Che cosa l'ha affascinato di più?
«II coraggio, l'imponenza, la presenza scenica in senso lato. Non ero solo io a trovarlo affascinante, furono molte le donne che si appassionarono per lui, anche alcune note attrici israeliane. Ebbe molte amanti».
La versione di Murmelstein prevede tra l'altro una critica aspra all'espressione di Arendt «la banalità del male». Qual è la sua opinione al proposito?
«Aveva ragione Murmelstein, perché Eichmann non era affatto banale, era un demonio. Hannah Arendt ha scritto tante belle cose, ma tra quelle non c'è il libro sul processo Eichmann, dove scrisse un mucchio di stupidaggini, del resto l'intero processo fu una buffonata».
C'è qualcosa che oggi chiederebbea Murmelstein e che allora non gli chiese? «Certo che no, perché dovrei?»
Lei come spiega che gli israeliani volessero impiccare Murmelsteine che il rabbino capo di Roma Elio Toaff si rifiuto di dargli sepoltura al cimitero ebraico? Tutti stupidi?
«Idioti, idioti e ancora idioti. Come dimostra del resto il processo che Murmelstein subì da un tribunale cecoslovacco, che lo scagionò completamente da tutte le accuse. E i cechi non erano teneri, sa quanti ne hanno condannati ... Quel rabbino di Roma, poi, che infamia, potessi lo ucciderei...».
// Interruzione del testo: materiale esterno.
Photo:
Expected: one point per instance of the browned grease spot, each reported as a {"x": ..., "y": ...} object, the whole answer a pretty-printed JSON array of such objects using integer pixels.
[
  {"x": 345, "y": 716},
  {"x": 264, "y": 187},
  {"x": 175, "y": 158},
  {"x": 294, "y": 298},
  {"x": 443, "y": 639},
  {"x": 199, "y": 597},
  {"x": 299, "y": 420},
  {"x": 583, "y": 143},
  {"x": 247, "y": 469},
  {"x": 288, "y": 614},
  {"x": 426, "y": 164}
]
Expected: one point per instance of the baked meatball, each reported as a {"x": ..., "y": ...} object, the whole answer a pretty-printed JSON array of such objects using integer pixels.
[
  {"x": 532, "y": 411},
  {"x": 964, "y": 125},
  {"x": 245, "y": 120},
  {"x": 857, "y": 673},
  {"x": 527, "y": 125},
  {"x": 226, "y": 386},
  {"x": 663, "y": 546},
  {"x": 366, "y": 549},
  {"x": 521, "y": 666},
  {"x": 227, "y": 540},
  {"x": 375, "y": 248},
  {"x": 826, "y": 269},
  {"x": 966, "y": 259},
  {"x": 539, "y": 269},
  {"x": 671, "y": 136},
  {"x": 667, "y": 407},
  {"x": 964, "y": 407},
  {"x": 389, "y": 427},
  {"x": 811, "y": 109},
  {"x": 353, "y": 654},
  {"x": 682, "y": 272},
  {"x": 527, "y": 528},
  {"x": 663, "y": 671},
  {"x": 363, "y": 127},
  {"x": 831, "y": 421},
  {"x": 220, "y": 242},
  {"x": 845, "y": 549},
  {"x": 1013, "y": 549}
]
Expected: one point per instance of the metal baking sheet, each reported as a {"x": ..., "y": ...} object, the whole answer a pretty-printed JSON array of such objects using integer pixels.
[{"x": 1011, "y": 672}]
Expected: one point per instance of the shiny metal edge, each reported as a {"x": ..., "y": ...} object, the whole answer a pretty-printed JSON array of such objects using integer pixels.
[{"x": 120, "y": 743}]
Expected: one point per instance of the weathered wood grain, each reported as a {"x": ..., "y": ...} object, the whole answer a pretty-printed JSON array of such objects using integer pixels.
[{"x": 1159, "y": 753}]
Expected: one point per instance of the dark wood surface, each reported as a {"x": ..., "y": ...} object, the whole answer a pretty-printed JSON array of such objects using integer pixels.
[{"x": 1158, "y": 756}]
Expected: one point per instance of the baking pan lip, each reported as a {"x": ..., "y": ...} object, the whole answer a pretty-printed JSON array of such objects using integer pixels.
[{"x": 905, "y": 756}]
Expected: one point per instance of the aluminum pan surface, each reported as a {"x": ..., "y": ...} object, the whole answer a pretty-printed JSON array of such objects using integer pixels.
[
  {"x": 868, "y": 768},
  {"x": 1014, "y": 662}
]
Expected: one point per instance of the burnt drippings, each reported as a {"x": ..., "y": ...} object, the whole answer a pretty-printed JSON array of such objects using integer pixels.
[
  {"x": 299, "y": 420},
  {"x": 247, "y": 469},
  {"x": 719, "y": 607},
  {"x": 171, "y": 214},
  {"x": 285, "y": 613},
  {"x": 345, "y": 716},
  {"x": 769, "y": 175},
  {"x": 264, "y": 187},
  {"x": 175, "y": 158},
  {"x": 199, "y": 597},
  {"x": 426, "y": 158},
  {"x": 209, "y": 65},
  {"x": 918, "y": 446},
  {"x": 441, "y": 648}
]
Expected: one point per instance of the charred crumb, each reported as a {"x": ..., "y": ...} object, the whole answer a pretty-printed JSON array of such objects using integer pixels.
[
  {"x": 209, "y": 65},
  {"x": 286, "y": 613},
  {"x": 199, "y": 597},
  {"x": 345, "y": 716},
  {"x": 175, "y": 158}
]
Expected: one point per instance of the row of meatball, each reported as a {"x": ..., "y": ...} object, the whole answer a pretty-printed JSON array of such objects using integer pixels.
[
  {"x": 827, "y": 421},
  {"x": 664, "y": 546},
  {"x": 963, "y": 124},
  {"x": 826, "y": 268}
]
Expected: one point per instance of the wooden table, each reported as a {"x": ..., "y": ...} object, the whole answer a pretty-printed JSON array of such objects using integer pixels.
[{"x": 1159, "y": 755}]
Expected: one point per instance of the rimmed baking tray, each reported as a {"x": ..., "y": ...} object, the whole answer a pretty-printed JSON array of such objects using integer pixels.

Senta, cosa pensa del nuovo antisemitismo che si aggira per l'Europa, rivede qualcosa di quello passato?
«Si, la variabile islamica mi preoccupa, penso tra l'altro che l'Italia sia in certo modo anche più antisemita della Francia, in un modo diverso cioè...»
Anche lei si sente Charlie?
«Certamente, li conoscevo bene i ragazzi di Charlie Hebdo, è stata una tragedia enorme, e non sono d'accordo con chi dice che esageravano con le loro vignette, la satira è satira, non c'entra nulla con la politica».
In Israele fra poco si andrà alle elezioni, crede che Benjamin Nethanyahu sia la persona giusta per governare il paese in questa fase?
«Conosco benissimo la famiglia di Bibi, una famiglia di combattenti onesti e di israeliani veri. Certo che è l'uomo giusto, Nethanyahu va benissimo per Israele».